In [1]:
# Change directory to the root of the project
import os 
os.chdir('..')
print(f"Working directory: {os.getcwd()}")

Working directory: /Users/eohjelle/Documents/2025-dots-and-boxes/dots-and-boxes


In this notebook we will do single runs for experimental transformer based models using training data generated with a Minimax model. This is based on tic_tac_toe_transformer_single_run.ipynb.

In [2]:
# Load the training data

from core.data_structures import ReplayBuffer
import random

buffer = ReplayBuffer.from_file('applications/tic_tac_toe/training_data/transformer.pkl')

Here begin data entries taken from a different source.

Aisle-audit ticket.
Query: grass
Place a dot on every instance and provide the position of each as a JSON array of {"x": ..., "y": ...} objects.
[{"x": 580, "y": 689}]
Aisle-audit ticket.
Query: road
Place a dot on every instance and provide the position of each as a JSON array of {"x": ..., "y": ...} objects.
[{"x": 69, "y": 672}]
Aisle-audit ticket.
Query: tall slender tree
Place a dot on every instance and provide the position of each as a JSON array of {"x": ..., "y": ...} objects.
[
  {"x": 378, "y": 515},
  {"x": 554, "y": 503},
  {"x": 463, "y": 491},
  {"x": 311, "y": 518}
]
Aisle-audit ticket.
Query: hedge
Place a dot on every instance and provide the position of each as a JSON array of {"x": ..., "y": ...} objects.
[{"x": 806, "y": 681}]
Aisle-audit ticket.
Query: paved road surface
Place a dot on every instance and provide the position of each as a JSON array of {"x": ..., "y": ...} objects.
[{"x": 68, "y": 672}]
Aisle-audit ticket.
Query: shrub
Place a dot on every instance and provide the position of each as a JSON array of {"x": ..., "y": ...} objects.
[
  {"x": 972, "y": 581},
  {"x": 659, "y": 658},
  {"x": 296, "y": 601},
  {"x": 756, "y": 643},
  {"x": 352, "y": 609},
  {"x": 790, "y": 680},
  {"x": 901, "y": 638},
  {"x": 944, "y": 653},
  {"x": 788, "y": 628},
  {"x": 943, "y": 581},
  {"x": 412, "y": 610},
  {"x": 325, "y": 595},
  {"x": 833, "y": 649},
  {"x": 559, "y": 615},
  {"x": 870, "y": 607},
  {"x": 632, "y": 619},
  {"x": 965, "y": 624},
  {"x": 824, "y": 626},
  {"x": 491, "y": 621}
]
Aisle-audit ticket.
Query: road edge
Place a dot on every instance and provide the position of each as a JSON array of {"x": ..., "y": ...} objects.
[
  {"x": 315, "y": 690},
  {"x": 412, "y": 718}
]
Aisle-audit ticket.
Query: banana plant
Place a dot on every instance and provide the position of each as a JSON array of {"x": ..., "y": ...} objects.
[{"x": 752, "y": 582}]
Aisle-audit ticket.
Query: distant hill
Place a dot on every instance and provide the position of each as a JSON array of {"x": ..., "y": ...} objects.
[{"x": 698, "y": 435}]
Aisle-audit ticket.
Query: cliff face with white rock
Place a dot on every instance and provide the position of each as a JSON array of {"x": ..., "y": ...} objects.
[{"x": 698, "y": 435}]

print(f"Buffer size: {buffer.states.shape[0]}")
for i in random.sample(range(buffer.states.shape[0]), 1):
    print(f"Buffer state {i}: {buffer.states[i]}")
    for key in buffer.targets.keys():
        print(f"Buffer target {key} {i}: {buffer.targets[key][i]}")
    for key in buffer.data.keys():
        print(f"Buffer data {key} {i}: {buffer.data[key][i]}")

Buffer size: 5478
Buffer state 1120: tensor([2, 0, 1, 0, 0, 0, 0, 0, 2], device='mps:0')
Buffer target policy 1120: tensor([0.0000, 0.1667, 0.0000, 0.1667, 0.1667, 0.1667, 0.1667, 0.1667, 0.0000],
       device='mps:0')
Buffer target value 1120: -1.0
Buffer data legal_actions 1120: tensor([0., 1., 0., 1., 1., 1., 1., 1., 0.], device='mps:0')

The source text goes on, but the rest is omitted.